I think it can work IF you are up front and honest about what us happening, and if you can carve yourself out some personal space.
I think Coco' s situation is untenable, for her but also for the children. Coco, why are you pretending that the separation isn't happening? That can only lead to confusion for the children at best; they'll know that things are not right between you, yet be told that everything's fine. They will learn not to trust their own instincts and feelings. If you are honest with them, they'll be able to cope, if you constantly lie to them, you are risking their mental health.
It doesn't seem as if it's doing you any favours either.

BadJanet · 08/05/2019 22:05

Yes, I think as long as you’re honest and authentic with your children in an age-appropriate way, they can adjust perfectly well to the idea that you are good friends now instead of a couple. It all hangs on whether what they see happening matches up to what they’re being told (I mean, it’s no good assuring them you’re friends if there is palpable tension between you). If it does match up, and everyone is kind and respectful and stuff, it can totally work.

Our kids know we used to be a couple, in love, boyfriend/girlfriend etc., for a long time - but that over time, our relationship changed. They had already been aware of other families (of school friends or classmates etc.) where the parents split up, so they had an understanding that this sometimes happens, and that often in those situations, one of the parents moves out.

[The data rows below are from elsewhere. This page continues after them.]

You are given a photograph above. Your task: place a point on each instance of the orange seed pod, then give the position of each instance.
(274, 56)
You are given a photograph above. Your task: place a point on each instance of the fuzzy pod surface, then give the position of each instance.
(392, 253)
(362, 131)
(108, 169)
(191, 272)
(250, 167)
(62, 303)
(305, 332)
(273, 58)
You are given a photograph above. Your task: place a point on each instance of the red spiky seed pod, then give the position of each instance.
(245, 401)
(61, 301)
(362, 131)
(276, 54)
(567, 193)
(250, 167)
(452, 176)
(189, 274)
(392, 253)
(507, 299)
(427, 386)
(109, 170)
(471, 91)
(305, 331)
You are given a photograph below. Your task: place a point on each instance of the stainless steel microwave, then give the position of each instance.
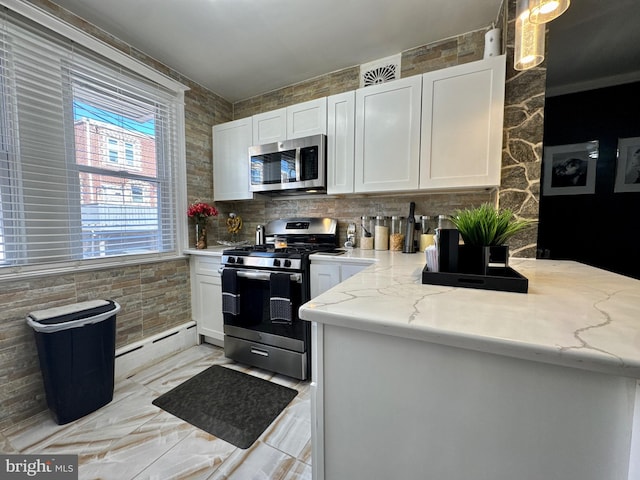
(297, 165)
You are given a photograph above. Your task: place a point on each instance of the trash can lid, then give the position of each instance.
(76, 311)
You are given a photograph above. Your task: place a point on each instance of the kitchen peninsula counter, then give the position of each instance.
(429, 381)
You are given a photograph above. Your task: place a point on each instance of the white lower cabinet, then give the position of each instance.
(325, 275)
(206, 298)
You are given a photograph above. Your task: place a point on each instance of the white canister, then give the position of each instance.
(381, 235)
(492, 44)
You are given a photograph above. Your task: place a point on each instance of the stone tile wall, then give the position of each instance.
(156, 296)
(523, 130)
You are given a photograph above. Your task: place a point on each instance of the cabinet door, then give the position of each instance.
(387, 152)
(341, 119)
(206, 297)
(270, 127)
(231, 142)
(210, 320)
(307, 118)
(323, 277)
(462, 116)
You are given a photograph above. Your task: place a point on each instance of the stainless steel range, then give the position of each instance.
(262, 288)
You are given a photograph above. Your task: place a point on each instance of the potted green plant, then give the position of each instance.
(485, 231)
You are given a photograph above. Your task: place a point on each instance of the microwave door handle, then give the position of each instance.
(298, 168)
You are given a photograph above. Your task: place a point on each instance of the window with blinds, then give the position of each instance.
(88, 153)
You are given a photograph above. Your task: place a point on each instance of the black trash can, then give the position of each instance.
(76, 348)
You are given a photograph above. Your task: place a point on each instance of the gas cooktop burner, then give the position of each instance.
(270, 250)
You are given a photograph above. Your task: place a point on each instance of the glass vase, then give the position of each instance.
(201, 236)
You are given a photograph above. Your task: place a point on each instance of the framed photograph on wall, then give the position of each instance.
(628, 168)
(570, 169)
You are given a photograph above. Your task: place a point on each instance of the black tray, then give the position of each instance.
(504, 279)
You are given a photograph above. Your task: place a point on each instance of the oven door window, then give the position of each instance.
(255, 296)
(274, 168)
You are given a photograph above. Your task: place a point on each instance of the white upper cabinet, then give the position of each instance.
(270, 127)
(387, 146)
(341, 120)
(307, 118)
(231, 142)
(462, 122)
(300, 120)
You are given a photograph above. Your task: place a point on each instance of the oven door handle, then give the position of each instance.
(262, 275)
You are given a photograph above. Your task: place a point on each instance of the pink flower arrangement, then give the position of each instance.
(201, 211)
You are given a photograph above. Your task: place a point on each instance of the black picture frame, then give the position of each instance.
(628, 165)
(570, 169)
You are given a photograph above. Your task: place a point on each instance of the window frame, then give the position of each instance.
(72, 33)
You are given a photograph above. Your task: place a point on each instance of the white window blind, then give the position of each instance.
(88, 153)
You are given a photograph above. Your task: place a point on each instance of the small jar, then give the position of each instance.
(367, 229)
(381, 233)
(396, 239)
(428, 230)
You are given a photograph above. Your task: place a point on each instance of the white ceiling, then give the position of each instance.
(242, 48)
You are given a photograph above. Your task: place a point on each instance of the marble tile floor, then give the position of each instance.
(130, 438)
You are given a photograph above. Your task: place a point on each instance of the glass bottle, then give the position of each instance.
(381, 233)
(367, 229)
(396, 239)
(428, 232)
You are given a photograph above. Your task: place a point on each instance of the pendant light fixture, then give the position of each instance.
(529, 41)
(543, 11)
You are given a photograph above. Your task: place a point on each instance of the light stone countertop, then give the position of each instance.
(573, 315)
(215, 251)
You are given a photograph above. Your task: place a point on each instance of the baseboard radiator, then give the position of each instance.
(139, 355)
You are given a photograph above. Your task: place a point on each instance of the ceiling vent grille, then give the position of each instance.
(380, 71)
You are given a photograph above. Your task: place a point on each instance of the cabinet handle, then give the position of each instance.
(256, 351)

We explained that, just like in those families, we have stopped being a couple, because sometimes that kind of relationship does not last forever - but that we are lucky enough to still like each other a lot and to feel happy about both sharing a home with them, so nobody was going to move out.

We have committed to sharing a home until they are grown up enough to want to move out into their own places, and at that stage we’ll see how things look and decide what to do next.

Sorry, this is all really obvious-sounding and probably not that useful. I don’t normally post about it on here under my usual name. Trying to think what else to say that might help...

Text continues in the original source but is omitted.